Dogs will eat anything and everything that seems interesting or tasty to them! In fact, they’ll eat everything from dead fish and birds to roadkill. Yum!
There are even some dogs who love to eat the poop of other animals. Now how to you feel about your canine companion coming up and giving you a big kiss on the mouth? We thought so!
What about dogs that eat horse poop? Is horse manure dangerous for dogs? What could possible be in horse manure that could cause a health issue?
Is Eating Horse Manure Dangerous for Dogs?
The answer is yes, it can be. This is because horses are treated with medications to rid them of worms. Some of these medications can be toxic to some dogs, depending on the amount of toxin and the size of the dog.

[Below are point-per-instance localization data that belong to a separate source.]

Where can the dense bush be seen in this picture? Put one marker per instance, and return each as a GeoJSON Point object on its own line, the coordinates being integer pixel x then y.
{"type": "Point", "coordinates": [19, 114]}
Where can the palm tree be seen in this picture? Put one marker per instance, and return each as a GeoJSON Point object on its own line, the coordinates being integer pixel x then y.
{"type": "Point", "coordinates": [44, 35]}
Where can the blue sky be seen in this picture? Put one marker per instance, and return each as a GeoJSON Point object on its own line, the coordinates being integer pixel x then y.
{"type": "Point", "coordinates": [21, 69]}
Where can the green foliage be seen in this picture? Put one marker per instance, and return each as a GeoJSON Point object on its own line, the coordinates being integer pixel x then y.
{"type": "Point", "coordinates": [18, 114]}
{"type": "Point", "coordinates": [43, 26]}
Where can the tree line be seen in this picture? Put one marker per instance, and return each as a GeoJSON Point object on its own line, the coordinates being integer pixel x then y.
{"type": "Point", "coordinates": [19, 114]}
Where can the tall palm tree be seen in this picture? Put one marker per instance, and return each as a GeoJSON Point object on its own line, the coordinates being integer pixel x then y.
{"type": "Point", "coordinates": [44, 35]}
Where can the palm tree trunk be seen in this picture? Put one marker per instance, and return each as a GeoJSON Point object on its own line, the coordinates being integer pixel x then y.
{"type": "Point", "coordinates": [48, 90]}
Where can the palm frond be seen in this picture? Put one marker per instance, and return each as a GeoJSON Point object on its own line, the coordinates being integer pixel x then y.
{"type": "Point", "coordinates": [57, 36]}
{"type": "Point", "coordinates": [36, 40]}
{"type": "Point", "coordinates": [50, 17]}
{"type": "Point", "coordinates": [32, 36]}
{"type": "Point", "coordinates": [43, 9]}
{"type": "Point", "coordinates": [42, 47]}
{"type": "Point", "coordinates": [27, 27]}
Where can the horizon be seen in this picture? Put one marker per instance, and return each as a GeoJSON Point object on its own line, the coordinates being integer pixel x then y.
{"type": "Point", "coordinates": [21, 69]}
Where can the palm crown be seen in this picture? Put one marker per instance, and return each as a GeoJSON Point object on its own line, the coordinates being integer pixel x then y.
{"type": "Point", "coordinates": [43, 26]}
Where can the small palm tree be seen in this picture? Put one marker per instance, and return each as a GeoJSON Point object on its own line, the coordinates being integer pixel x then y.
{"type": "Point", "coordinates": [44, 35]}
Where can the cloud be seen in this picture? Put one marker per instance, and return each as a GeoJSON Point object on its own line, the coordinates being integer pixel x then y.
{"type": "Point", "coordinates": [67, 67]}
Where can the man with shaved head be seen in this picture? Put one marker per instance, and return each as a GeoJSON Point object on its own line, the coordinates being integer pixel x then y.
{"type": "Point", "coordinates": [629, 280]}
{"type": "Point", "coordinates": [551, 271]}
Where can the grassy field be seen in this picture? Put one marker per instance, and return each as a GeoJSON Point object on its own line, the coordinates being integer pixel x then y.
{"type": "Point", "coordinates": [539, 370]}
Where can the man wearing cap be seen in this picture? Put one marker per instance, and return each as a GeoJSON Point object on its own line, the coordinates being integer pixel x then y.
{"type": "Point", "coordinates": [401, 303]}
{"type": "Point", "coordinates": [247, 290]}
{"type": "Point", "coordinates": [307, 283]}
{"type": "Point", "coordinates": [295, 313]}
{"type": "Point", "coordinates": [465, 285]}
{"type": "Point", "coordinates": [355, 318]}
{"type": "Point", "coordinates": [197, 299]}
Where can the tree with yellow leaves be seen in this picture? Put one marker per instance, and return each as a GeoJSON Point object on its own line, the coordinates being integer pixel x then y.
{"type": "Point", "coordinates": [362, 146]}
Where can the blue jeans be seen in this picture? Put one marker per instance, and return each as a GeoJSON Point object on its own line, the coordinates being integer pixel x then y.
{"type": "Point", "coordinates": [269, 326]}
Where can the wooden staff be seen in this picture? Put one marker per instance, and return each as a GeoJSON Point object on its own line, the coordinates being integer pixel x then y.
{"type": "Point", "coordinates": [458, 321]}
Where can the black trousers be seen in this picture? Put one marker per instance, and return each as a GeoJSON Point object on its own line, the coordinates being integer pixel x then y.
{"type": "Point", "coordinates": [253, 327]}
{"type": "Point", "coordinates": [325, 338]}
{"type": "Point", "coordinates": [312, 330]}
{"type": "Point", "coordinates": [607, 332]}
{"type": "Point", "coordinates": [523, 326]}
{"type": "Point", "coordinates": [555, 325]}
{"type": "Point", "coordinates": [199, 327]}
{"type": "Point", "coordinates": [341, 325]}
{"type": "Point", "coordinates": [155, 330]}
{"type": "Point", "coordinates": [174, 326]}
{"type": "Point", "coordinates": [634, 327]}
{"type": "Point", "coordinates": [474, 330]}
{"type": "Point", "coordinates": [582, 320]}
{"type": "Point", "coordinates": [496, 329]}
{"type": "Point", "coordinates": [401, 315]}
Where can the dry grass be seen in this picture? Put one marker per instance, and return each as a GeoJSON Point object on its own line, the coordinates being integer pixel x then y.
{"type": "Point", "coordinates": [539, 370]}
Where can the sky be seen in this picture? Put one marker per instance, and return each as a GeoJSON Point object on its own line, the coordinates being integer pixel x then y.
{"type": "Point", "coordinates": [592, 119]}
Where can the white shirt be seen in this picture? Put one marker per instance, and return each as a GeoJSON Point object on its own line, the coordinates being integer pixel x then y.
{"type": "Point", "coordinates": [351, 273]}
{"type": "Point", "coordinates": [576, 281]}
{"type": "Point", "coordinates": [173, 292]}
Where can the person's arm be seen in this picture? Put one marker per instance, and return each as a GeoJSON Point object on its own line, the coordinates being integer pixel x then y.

The most common de-worming medication in horses is ivermectin. This is a medication that is used to rid horses of a wide range of nasty parasites. Ivermectin is found in higher amounts if the horse was recently de-wormed.
Ivermectin is also given to dogs to treat heart worms and other parasites. But the doses are much smaller than needed to treat horses. So, if a dog eats horse manure that has a higher amount of Ivermectin, then there’s a chance he could become sick.
Dog Breeds Most Affected by Ivermectin Overdose
Certain dog breeds are more affected by Ivermectin than others. In fact, vets will not usually give this medication to some dogs for this very reason.
The reason is that these dog breeds have a gene mutation that makes ivermectin more toxic for them, even in small doses. These breeds include:
- Shetland sheepdogs
- Australian shepherds
- Old English sheepdogs
- Long-haired whippets
- Merle Pomeranians
- And more
Symptoms of Ivermectin Toxicity in Dogs
You may notice these symptoms of your dogs has become poisoned by ivermectin:
- Dilated pupils
- Lack of balance
If you notice these symptoms after your dog has eaten horse poop, then call the vet immediately. This could be a life-threatening medical emergency.
Treatment of Ivermectin Poisoning
There’s no antidote to ivermectin poisoning; however, the vet can provide supportive care. Most dogs will have a better chance of surviving if they receive prompt medical care.
So, if your dog has a penchant for eating horse poop, or other types of animal poop, it’s best to not allow him to do this. Prevention is always the best medicine.